City Schools, March 2009

Eighth Grade Students Get a Leg Up In High School Math

03/30/2009

Every weekend, more than 200 New York City students head to public school classrooms to prepare for the State’s Integrated Algebra Regents exam. But unlike the ninth and tenth-graders who are preparing for the rigorous June exam, these students haven’t even started high school.

Students at eight public middle schools are participating in the Department of Education’s Middle School Regents Initiative, a program that provides eighth-graders in some of the City’s highest-needs middle schools with the opportunity to learn advanced algebra and take the Regents exam before beginning high school. The program is part of the Department’s Campaign for Middle School Success, a comprehensive effort launched by the DOE last year to improve academic achievement in the City’s middle schools—both among students who have fallen behind and among more advanced students who require accelerated learning.

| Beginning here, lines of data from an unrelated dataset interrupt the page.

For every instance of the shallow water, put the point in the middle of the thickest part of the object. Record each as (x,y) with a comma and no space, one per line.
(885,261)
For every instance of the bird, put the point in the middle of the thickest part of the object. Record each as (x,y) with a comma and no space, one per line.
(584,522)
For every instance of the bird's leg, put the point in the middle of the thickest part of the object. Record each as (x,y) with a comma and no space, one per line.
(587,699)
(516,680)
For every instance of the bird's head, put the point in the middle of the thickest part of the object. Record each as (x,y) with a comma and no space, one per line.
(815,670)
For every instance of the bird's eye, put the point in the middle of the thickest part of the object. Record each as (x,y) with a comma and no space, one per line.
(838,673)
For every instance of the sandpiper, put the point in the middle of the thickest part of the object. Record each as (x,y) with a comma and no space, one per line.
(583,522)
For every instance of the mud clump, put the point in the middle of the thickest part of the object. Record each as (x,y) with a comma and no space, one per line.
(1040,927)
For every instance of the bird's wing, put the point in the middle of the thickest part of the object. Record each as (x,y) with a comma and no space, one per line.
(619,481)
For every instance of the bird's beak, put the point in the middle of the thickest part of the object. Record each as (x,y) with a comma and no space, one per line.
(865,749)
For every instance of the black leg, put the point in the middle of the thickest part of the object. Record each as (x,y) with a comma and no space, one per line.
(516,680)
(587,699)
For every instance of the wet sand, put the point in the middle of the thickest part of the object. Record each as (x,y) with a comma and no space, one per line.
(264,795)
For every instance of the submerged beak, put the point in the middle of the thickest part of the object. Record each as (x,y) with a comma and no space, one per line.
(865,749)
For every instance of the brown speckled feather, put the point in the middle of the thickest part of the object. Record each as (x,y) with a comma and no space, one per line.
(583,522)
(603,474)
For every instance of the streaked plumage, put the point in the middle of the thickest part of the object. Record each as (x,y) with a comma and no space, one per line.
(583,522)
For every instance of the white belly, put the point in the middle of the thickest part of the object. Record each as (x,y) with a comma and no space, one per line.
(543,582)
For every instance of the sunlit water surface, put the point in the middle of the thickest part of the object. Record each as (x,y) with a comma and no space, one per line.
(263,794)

“We know that how students perform in middle school is a strong predictor of whether they’ll graduate from high school and move on to college,” said Dr. Sabrina Hope King, the Department’s Chief Academic Officer for Teaching and Learning. “As a department we’ve focused a lot of attention on making sure that middle school students have extra support and continued opportunities to excel. This objective is at the core of the Regents Initiative.”

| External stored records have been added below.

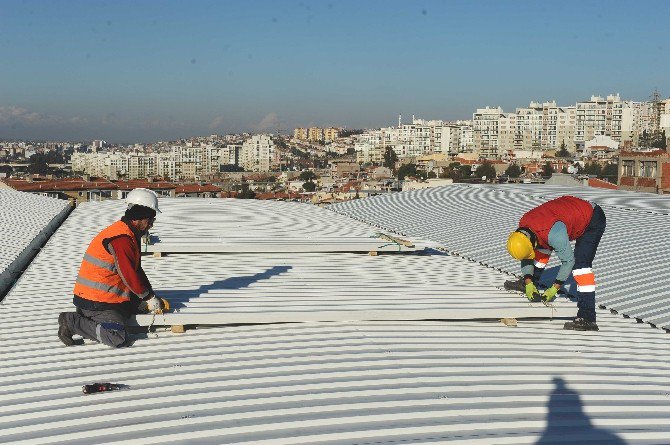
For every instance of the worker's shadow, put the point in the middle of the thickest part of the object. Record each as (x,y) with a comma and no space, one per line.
(179,298)
(567,421)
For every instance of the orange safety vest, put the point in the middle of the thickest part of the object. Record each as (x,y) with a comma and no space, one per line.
(98,278)
(575,213)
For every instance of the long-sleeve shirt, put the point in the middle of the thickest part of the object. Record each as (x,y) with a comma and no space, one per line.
(560,243)
(121,249)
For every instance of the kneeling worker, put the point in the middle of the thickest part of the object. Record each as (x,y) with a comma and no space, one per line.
(111,285)
(551,226)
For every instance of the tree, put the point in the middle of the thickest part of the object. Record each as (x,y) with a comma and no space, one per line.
(563,151)
(610,172)
(486,169)
(231,168)
(592,168)
(307,175)
(406,170)
(6,169)
(465,171)
(660,141)
(390,158)
(38,164)
(246,192)
(513,171)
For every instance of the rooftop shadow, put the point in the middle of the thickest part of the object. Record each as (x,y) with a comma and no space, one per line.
(179,298)
(568,423)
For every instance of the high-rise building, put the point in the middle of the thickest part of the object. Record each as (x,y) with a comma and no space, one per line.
(300,133)
(608,116)
(259,154)
(485,126)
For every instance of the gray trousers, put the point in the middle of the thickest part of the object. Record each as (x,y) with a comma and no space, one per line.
(107,327)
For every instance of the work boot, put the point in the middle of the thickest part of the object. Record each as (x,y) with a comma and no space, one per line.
(515,285)
(580,324)
(64,332)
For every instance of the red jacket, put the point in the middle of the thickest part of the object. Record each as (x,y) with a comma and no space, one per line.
(575,213)
(100,279)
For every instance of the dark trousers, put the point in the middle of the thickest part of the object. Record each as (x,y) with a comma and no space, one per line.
(107,327)
(585,250)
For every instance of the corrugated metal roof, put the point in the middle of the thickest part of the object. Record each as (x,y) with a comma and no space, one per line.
(355,382)
(26,220)
(274,287)
(474,222)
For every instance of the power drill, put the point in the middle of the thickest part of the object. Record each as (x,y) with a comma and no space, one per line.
(100,387)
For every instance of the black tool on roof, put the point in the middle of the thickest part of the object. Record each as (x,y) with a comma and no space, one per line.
(101,387)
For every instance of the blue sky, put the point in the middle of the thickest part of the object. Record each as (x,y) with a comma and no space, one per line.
(141,71)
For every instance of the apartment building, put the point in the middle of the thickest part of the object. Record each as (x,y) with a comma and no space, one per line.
(466,141)
(645,171)
(664,117)
(315,134)
(259,154)
(300,134)
(608,116)
(330,134)
(183,162)
(230,154)
(486,126)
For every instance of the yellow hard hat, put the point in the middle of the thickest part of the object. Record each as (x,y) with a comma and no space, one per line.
(520,246)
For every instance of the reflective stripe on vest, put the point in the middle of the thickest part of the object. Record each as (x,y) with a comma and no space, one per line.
(98,279)
(575,213)
(586,280)
(542,258)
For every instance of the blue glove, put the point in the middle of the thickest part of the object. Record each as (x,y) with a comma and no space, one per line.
(549,294)
(531,292)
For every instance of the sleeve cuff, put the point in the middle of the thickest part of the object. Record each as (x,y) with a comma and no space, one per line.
(146,295)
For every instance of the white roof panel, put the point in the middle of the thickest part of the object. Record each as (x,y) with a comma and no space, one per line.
(474,222)
(355,382)
(26,221)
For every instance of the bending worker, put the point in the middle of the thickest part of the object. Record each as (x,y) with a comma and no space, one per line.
(551,226)
(111,284)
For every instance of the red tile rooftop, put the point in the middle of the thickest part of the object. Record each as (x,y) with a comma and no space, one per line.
(141,183)
(599,183)
(197,188)
(59,185)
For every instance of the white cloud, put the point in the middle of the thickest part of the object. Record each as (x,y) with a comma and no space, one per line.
(269,122)
(21,116)
(217,123)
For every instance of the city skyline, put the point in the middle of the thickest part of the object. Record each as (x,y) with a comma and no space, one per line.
(127,72)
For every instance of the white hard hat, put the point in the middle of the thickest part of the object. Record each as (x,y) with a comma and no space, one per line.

The Middle School Regents Initiative functions through a partnership between teachers at participating middle schools and their counterparts at three City high schools—Frederick Douglass Academy in Harlem, Benjamin Banneker Academy in Brooklyn, and Grover Cleveland High School in Queens. Middle and high school educators work together from December through June to develop lessons that feature advanced concepts that are adjusted to accommodate the learning habits of middle school students.

Participating in the program is a big commitment for students: New York State requires that students have 120 hours of classroom preparation before taking the exam. That means each eighth-grader must attend six hours of after-school classes each week, as well as participating in tutoring sessions every Saturday. The weekday lessons take place at students’ middle schools. On Saturday, the students and their math teachers travel to their partner high schools for sessions with high school math teachers.

Students at IS 349 in Bushwick, one of the participating middle schools, say the hard work is worth it.

“At the beginning, none of us really wanted to do this,” said Roseley Disla, an eighth-grader at IS 349. “But now we just want to see how much further we can go.”

Roseley’s diligence has already started to pay off for her; earlier this month she was admitted to Brooklyn Tech, one of New York’s top selective high schools.

Another eighth-grader, Russell Brown, says he’s “confident each of [the 36 participating students at IS 349] will pass the June exam.”

IS 349 Principal Roy Parris says the program is helping students.

“For many of them, this didn’t seem possible before,” he noted. “But now they’re starting to see that, with work, they can perform academically at the highest levels. They’re growing up intellectually. This confidence is the most valuable part of what’s happening here.”